Para aquele que busca se aperfeiçoar no estudo da sabedoria, é necessário que saiba três preceitos preliminares, e como "um pequeno erro no inicio leva a um grande erro no fim", é preciso bem considerar previamente (i) o que devemos ler, (ii) a ordem com que devemos ler e (iii) como devemos ler. Em primeiro lugar, a matéria do estudo, em segundo a hierarquia entre essas matérias, distinguindo quais ciências pressupõe outras, quais são anteriores ou posteriores, quais são as partes subjetivas e potenciais de cada uma e de que forma estudar cada uma dessas ciências, distinguindo metodologias de investigação de acordo com a natureza de cada objeto de estudo e com subordinação dessas ciências.
Poderíamos até mesmo adicionar - por nossa conta, não pelo texto explícito do mestre - um quarto conselho prévio, de natureza moral para o aprendiz. Primeiramente, ao considerar a condição humana, decaída, o amante da sabedoria busca com o auxilio divino reparar a semelhança divina (uma vez que somos Imago Dei); e dois são os exercícios que nos ajudam a este fim: (a) a investigação da verdade e (b) a prática das virtudes. E percebam que são duas dimensões que estão intimamente unidas, inseparáveis, uma vez que não pode ser verdadeiro amante da sabedoria aquele que contra esta mesma sabedoria pratica imoralidades, contra a reta razão e em última análise contra Aquele que é a Sabedoria mesma; por outro lado, só pratica as virtudes aquele que é de certo modo sábio, e tem sua alegria no agir conforme a razão, e que é - para usar termos mais precisos - prudente (virtude intelectual). Dessa forma, agir conforme a razão pressupõe uma certa virtude intelectual - prudencia - , que se dirige para a reta decisão segundo uma reta apreensão da realidade, e a reta apreensão da realidade por aquele que investiga a verdade, o leva a agir conforme a verdade apreendida, sendo sábio em suas considerações e decisões. É intima a relação entre a vida moral e intelectual, indistintas. E é precisamente esta verdade que o Pe. Antonin Sertillanges expressa em seu clássico A Vida Intelectual (É Realizações, 2010)

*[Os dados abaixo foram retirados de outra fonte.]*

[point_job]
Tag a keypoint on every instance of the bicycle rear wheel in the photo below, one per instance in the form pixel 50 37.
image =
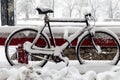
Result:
pixel 19 37
pixel 109 45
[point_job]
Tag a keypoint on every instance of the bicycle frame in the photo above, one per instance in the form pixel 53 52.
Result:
pixel 28 46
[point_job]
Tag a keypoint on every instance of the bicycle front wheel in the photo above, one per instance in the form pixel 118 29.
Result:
pixel 107 43
pixel 19 37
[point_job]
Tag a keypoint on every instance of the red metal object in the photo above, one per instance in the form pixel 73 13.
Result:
pixel 22 56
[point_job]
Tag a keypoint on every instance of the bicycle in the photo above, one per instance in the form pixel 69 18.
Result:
pixel 36 43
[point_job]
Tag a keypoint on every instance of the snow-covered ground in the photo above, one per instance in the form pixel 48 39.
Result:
pixel 59 71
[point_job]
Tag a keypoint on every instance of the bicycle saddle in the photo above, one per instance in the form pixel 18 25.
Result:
pixel 44 10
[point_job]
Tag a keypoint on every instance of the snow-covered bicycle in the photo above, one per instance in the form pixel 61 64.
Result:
pixel 102 44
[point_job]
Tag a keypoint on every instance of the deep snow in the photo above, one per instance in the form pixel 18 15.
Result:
pixel 59 71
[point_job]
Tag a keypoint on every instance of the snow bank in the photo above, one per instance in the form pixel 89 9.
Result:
pixel 66 73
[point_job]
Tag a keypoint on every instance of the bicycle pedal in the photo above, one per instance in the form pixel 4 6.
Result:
pixel 66 60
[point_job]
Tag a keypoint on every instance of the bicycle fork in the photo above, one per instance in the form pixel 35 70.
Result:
pixel 97 47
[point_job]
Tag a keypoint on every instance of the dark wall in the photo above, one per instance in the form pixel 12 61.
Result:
pixel 7 12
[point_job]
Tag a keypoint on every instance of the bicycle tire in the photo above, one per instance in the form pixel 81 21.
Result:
pixel 19 37
pixel 109 44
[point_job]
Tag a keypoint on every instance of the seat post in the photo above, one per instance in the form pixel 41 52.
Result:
pixel 46 18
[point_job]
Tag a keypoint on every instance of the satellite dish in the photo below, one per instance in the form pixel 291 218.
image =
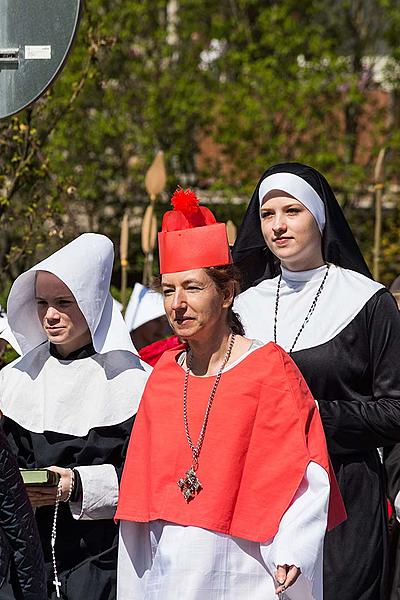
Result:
pixel 35 39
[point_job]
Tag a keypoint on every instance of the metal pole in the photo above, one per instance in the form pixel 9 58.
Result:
pixel 378 230
pixel 378 192
pixel 124 259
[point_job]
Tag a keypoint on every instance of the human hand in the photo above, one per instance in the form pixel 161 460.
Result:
pixel 286 576
pixel 46 496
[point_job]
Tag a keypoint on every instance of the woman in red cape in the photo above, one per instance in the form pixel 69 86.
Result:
pixel 227 490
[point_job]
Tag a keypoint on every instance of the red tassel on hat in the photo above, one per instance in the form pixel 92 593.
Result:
pixel 191 238
pixel 185 200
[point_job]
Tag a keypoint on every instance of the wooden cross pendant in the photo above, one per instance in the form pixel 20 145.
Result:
pixel 189 485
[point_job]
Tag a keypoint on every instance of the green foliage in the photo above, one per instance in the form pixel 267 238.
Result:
pixel 266 81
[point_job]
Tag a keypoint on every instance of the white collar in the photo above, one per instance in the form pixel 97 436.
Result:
pixel 300 276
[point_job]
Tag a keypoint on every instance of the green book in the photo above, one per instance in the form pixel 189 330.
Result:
pixel 39 477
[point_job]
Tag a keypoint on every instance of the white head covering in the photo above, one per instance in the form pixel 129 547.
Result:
pixel 300 189
pixel 85 266
pixel 7 334
pixel 144 305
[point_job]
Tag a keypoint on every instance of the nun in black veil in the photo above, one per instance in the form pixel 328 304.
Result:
pixel 310 290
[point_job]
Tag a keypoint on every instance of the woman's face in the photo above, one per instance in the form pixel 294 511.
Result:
pixel 59 314
pixel 193 304
pixel 290 231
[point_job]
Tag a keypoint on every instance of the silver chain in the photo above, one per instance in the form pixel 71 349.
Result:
pixel 56 581
pixel 310 312
pixel 197 448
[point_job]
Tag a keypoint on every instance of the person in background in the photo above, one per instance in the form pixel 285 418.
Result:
pixel 6 338
pixel 391 458
pixel 395 290
pixel 145 316
pixel 68 404
pixel 20 548
pixel 148 324
pixel 227 490
pixel 313 294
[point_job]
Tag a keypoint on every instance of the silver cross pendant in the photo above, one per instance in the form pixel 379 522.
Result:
pixel 189 485
pixel 57 584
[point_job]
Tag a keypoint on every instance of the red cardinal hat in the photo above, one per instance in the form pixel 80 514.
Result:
pixel 191 238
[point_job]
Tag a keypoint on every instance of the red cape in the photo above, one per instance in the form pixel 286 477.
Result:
pixel 263 431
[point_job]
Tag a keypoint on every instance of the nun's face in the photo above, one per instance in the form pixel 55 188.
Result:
pixel 290 232
pixel 59 314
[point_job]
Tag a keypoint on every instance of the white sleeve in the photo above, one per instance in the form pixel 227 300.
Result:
pixel 301 533
pixel 100 489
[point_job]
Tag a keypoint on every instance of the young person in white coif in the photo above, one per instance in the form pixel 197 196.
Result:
pixel 69 404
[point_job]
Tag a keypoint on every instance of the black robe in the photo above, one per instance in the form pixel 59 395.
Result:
pixel 356 380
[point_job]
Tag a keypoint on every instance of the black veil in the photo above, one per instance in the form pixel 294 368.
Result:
pixel 339 246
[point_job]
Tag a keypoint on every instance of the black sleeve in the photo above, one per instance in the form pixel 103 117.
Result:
pixel 19 527
pixel 391 460
pixel 365 425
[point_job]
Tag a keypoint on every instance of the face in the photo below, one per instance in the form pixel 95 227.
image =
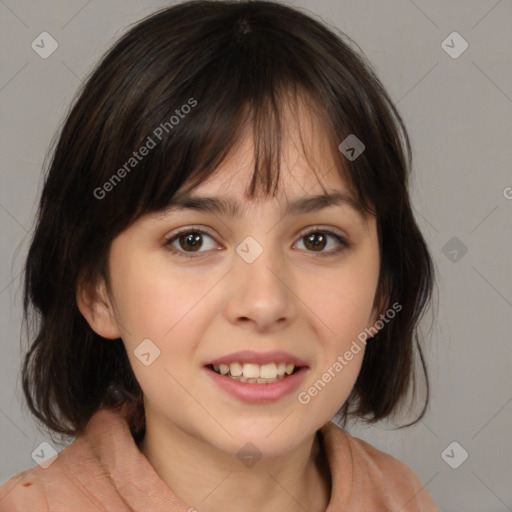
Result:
pixel 265 288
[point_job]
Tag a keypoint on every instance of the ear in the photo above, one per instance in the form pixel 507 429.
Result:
pixel 380 305
pixel 95 305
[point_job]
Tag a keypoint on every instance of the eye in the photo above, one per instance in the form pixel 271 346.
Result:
pixel 189 241
pixel 317 239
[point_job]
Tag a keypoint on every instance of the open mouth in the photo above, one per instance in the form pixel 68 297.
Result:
pixel 255 373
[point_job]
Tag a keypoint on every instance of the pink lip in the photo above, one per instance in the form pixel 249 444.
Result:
pixel 250 356
pixel 258 393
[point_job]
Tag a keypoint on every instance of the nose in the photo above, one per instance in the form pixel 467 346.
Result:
pixel 260 294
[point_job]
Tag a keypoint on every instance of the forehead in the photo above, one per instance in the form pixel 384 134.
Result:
pixel 307 165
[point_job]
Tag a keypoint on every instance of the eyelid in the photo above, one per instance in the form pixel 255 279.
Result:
pixel 341 238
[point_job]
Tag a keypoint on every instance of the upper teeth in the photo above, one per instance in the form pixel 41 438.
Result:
pixel 255 371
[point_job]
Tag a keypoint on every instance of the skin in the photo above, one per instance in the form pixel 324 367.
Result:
pixel 198 309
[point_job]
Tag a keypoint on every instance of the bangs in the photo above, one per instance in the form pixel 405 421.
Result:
pixel 189 116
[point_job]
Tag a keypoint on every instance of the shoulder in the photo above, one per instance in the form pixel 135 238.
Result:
pixel 22 492
pixel 379 474
pixel 399 481
pixel 47 488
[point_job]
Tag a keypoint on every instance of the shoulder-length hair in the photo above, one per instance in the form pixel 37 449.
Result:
pixel 234 64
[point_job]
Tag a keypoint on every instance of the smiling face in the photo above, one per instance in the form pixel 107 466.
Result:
pixel 272 281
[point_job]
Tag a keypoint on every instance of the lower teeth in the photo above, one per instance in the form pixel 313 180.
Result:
pixel 255 381
pixel 252 381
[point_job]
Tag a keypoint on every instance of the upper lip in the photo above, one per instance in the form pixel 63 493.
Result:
pixel 250 356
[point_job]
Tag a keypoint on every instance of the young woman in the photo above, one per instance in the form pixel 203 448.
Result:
pixel 225 259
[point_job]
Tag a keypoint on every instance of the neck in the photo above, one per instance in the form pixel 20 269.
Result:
pixel 212 480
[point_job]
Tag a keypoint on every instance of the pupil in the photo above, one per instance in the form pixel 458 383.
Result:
pixel 191 239
pixel 311 239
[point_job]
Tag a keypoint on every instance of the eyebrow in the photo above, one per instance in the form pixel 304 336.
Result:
pixel 229 207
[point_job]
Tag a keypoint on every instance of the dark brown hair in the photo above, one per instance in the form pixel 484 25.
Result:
pixel 240 62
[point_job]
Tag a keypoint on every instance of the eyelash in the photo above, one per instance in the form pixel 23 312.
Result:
pixel 344 244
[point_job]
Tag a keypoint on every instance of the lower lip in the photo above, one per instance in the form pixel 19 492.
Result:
pixel 259 393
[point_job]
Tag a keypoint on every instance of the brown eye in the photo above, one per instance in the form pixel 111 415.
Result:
pixel 192 241
pixel 316 241
pixel 189 242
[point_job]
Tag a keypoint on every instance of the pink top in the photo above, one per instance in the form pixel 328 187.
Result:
pixel 103 469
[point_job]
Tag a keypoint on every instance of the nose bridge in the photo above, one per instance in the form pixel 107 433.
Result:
pixel 259 292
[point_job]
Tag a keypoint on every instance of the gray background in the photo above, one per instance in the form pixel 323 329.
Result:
pixel 459 115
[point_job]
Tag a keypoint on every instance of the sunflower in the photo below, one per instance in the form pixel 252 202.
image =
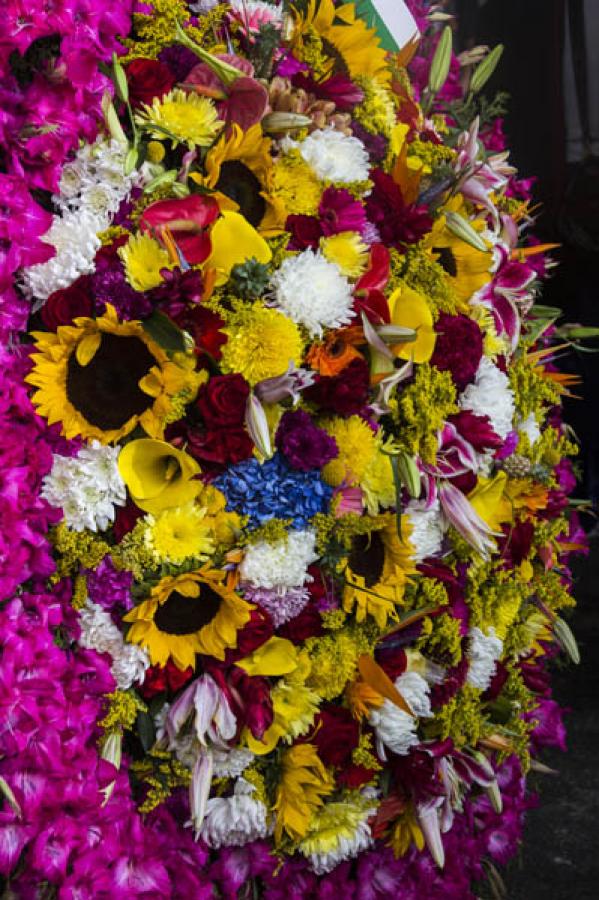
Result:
pixel 468 269
pixel 239 168
pixel 350 46
pixel 188 614
pixel 101 378
pixel 378 568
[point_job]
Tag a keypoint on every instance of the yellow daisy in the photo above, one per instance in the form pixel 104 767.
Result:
pixel 101 378
pixel 182 117
pixel 186 615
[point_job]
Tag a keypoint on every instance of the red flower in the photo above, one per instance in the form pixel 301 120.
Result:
pixel 148 78
pixel 336 735
pixel 187 219
pixel 63 306
pixel 399 224
pixel 223 400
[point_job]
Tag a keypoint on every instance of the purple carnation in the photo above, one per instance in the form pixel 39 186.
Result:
pixel 304 444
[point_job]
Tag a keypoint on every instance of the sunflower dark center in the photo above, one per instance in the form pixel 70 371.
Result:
pixel 186 615
pixel 106 391
pixel 367 557
pixel 447 260
pixel 241 185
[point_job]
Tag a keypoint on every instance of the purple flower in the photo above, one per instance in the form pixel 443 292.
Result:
pixel 304 445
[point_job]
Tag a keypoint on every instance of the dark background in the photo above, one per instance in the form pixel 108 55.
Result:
pixel 559 859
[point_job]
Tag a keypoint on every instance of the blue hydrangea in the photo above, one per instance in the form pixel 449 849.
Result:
pixel 274 490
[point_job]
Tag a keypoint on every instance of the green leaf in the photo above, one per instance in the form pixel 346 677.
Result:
pixel 166 334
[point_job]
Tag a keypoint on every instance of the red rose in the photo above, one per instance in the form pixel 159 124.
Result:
pixel 63 306
pixel 336 735
pixel 222 401
pixel 148 78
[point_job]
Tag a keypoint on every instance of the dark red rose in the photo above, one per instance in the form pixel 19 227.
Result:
pixel 307 624
pixel 459 348
pixel 223 400
pixel 306 232
pixel 336 735
pixel 125 519
pixel 148 78
pixel 254 633
pixel 345 394
pixel 399 224
pixel 164 678
pixel 63 306
pixel 221 446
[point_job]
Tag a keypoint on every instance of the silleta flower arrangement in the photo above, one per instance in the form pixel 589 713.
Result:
pixel 284 481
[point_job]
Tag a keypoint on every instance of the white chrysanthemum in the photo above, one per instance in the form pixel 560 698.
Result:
pixel 483 652
pixel 427 528
pixel 334 156
pixel 281 565
pixel 99 633
pixel 235 821
pixel 491 396
pixel 313 292
pixel 530 427
pixel 338 831
pixel 86 487
pixel 393 727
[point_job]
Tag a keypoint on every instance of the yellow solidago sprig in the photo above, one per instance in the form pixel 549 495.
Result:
pixel 182 118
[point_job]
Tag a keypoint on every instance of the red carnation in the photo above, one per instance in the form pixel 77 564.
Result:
pixel 148 78
pixel 63 306
pixel 459 348
pixel 399 224
pixel 223 400
pixel 336 735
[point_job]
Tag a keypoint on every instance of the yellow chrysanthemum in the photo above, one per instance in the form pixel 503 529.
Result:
pixel 261 344
pixel 348 251
pixel 350 45
pixel 179 534
pixel 377 571
pixel 304 782
pixel 143 258
pixel 182 117
pixel 101 378
pixel 239 168
pixel 296 186
pixel 186 615
pixel 357 445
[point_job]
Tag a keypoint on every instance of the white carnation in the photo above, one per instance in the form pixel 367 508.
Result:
pixel 281 565
pixel 99 633
pixel 334 156
pixel 427 528
pixel 393 727
pixel 483 652
pixel 313 292
pixel 86 487
pixel 491 396
pixel 236 820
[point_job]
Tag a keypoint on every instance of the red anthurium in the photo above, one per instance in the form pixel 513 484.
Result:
pixel 368 293
pixel 187 219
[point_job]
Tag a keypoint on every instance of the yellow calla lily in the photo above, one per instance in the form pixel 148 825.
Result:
pixel 158 475
pixel 409 309
pixel 277 656
pixel 490 501
pixel 234 241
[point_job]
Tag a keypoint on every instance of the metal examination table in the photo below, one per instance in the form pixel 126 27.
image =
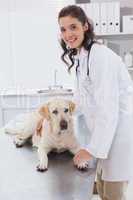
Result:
pixel 19 179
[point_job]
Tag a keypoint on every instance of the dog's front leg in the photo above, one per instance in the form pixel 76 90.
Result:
pixel 43 158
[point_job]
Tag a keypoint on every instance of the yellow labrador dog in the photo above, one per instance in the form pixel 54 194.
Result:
pixel 50 128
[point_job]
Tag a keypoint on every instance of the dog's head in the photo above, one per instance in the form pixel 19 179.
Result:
pixel 59 113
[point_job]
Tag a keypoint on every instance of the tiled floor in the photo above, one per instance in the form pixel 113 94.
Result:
pixel 129 193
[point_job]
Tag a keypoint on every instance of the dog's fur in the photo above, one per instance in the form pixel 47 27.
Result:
pixel 51 127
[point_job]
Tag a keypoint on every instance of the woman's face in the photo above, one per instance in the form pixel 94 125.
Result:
pixel 72 31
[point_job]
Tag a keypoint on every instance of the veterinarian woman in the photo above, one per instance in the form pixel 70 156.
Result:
pixel 104 94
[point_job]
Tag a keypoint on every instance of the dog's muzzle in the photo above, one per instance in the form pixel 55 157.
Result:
pixel 63 125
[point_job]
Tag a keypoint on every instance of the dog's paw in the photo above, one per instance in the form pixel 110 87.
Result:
pixel 18 142
pixel 41 168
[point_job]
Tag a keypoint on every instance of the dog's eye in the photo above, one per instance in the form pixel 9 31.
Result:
pixel 55 112
pixel 66 110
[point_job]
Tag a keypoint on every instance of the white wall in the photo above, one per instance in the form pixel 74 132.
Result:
pixel 30 49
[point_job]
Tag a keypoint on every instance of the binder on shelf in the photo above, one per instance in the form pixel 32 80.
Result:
pixel 93 13
pixel 103 18
pixel 96 17
pixel 89 11
pixel 110 17
pixel 117 16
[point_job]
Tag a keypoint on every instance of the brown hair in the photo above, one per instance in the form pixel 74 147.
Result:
pixel 89 36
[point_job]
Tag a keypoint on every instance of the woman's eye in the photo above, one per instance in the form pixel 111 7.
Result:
pixel 66 110
pixel 73 27
pixel 55 112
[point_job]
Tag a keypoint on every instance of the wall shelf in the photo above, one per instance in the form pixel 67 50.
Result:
pixel 117 36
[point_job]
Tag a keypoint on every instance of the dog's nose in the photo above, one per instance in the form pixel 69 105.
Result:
pixel 63 124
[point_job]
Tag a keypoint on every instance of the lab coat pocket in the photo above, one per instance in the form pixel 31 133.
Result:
pixel 87 85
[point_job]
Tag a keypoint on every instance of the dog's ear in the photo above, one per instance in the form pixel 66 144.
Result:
pixel 71 106
pixel 44 111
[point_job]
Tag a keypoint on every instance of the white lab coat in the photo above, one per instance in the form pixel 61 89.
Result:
pixel 105 98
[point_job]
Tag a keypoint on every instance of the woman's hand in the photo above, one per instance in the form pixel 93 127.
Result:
pixel 81 159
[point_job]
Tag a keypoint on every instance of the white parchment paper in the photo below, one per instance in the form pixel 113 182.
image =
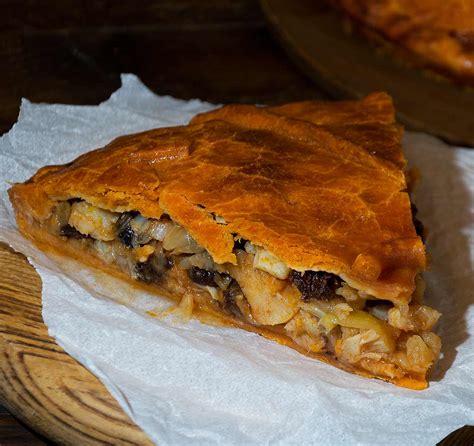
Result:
pixel 197 384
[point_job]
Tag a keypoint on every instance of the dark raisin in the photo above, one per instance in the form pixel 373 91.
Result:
pixel 169 262
pixel 419 228
pixel 231 294
pixel 125 232
pixel 202 276
pixel 71 232
pixel 315 284
pixel 146 272
pixel 74 200
pixel 240 243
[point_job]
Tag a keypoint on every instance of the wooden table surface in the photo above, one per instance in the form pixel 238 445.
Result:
pixel 74 51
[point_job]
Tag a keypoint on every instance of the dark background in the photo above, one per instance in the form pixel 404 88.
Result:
pixel 73 51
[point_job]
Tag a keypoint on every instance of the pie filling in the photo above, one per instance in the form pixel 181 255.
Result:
pixel 315 309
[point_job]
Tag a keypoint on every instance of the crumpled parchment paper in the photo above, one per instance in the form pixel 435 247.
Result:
pixel 189 383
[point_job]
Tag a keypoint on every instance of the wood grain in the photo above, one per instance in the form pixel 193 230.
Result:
pixel 39 382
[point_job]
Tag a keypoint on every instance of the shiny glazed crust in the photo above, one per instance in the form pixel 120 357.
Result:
pixel 439 34
pixel 319 197
pixel 319 185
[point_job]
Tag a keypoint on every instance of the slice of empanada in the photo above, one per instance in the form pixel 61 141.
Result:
pixel 293 222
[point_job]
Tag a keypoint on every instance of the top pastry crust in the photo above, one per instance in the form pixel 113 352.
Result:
pixel 438 33
pixel 320 186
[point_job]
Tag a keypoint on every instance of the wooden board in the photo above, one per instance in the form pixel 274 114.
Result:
pixel 42 385
pixel 348 67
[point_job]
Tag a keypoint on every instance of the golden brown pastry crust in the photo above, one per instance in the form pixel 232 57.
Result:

“A virtude não é a saúde da alma? E quem ousará dizer que a saúde não interfere em nada na visão? Perguntem ao oculista. Um clínico inteligente não se limita a medir a curvatura do cristalino e a escolher armações de óculos; (…)ele se preocupa com seu estado geral,com sua dentição ,com seu ritmo de vida, com suas vísceras. (…)O segundo pressuposto moral que poderíamos deduzir da obra de Hugo de São Vitor, é uma atitude profundamente apaixonada pela sabedoria e uma humildade realista de compreender que ela nunca será nesta vida plenamente alcançada. Saber que " a verdade total esconde-se de nós, porque quanto mais nosso espírito arda de amor, e quanto mais profunda se torne a busca pela verdade, mais difícil sua compreensão plena" (Didascálicon), e nisto consiste uma certa atitude tanto do filósofo quanto do teólogo - que em seu tempo não se distinguiam -, porque o coração destes tanto mais se inflama e quer buscar a Verdade amada quanto mais lhe é difícil compreender.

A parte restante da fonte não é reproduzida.